Similarly Nietzsche thought that one’s ancestors either comprised a line of ascendancy or a line that falls away from cultural and social ascendancy. This would mean that each generation either produces a child that is superior to the parents, or a child that is inferior to the parents, successively.
As for the current way that Darwinism has been popularized, it has to be said that Nietzsche had a better understanding than those who currently embrace the popularized Darwinian theory via Herbert Spencer’s interpretation of the meaning of evolution for human society.
Nietzsche was aware of what “survival of the fittest” in the logical sense of its impact on human culture. To explain more in my own terms., it is tautological, meaning, “those who do in fact survive are the fittest to survive”. The way we misunderstand the principle these days is that we suppose “fittest” means “biologically superior”. It doesn’t. It means “capacity for survival”. And “capacity” always depends on context. For example, because of environmental changes, the dinosaurs, which were physically superior to human beings, have disappeared, and nearest we have to Tyrannosaurus rex looks like my rooster back home.
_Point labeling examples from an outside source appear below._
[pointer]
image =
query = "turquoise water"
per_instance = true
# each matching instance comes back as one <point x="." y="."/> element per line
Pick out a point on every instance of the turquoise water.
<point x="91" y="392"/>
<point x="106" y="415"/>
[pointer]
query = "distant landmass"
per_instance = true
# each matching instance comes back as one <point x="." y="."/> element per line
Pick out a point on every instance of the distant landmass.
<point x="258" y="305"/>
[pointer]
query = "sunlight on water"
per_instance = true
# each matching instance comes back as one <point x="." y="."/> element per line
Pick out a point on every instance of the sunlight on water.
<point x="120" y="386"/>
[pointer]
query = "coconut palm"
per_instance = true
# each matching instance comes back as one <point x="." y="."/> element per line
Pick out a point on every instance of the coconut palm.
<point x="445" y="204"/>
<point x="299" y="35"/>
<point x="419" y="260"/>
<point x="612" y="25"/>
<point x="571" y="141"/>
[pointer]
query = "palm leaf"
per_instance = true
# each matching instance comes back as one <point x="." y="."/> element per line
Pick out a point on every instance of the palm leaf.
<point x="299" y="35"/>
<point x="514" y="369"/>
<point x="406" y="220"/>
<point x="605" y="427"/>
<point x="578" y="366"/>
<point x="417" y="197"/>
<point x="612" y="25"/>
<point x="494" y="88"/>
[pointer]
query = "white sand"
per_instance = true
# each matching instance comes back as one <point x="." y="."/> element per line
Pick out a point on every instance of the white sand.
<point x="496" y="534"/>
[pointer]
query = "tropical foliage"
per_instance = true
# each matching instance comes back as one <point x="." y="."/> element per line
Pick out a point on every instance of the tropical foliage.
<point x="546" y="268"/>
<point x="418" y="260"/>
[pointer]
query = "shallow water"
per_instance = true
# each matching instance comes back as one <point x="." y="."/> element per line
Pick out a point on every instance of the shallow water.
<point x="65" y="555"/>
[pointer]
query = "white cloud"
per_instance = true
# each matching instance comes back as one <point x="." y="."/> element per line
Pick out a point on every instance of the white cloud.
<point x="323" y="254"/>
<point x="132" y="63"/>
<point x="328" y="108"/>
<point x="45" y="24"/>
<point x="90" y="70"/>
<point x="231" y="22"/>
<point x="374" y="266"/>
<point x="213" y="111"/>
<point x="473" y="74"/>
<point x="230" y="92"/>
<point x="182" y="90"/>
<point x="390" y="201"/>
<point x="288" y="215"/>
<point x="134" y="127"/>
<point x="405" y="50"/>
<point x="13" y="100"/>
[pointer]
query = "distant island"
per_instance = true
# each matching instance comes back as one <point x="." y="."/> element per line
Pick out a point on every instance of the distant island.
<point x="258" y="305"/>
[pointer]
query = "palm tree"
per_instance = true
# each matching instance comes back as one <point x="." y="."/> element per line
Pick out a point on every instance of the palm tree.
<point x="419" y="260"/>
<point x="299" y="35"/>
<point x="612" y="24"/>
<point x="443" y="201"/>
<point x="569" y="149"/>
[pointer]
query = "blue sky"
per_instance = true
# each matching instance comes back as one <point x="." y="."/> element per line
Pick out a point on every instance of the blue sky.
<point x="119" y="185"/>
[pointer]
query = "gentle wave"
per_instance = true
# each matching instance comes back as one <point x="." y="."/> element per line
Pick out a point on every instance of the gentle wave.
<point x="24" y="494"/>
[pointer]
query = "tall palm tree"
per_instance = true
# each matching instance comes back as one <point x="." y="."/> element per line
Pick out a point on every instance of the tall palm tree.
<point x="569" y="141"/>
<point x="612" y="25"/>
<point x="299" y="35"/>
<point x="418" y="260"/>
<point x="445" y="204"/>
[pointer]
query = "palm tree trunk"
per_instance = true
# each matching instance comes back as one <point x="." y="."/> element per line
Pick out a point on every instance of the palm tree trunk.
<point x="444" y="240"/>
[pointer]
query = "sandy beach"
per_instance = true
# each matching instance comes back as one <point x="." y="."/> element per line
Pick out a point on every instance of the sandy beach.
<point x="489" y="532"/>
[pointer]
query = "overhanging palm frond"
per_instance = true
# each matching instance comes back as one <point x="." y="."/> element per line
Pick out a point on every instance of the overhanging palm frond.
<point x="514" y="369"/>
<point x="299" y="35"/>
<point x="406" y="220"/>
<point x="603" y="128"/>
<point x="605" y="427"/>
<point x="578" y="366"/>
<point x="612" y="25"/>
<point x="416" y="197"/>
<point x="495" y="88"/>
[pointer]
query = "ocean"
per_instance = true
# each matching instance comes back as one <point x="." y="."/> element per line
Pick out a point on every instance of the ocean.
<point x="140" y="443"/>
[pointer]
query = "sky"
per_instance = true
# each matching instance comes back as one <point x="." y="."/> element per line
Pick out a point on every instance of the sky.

Thus, my rooster was “fitter to survive” than Tyrannosaurus rex, simply because he is very presently here but Tyrannosaurus isn’t, and the larger and more impressive beast simply failed the test of survival.
But the tautology still holds, and there will be those who are fitter to survive at any historical time, depending on the nature of the environment.
I think Nietzsche wanted to change the nature of the cultural environment so that a different type of person might be more likely to survive in the future.
APES IN CAPES!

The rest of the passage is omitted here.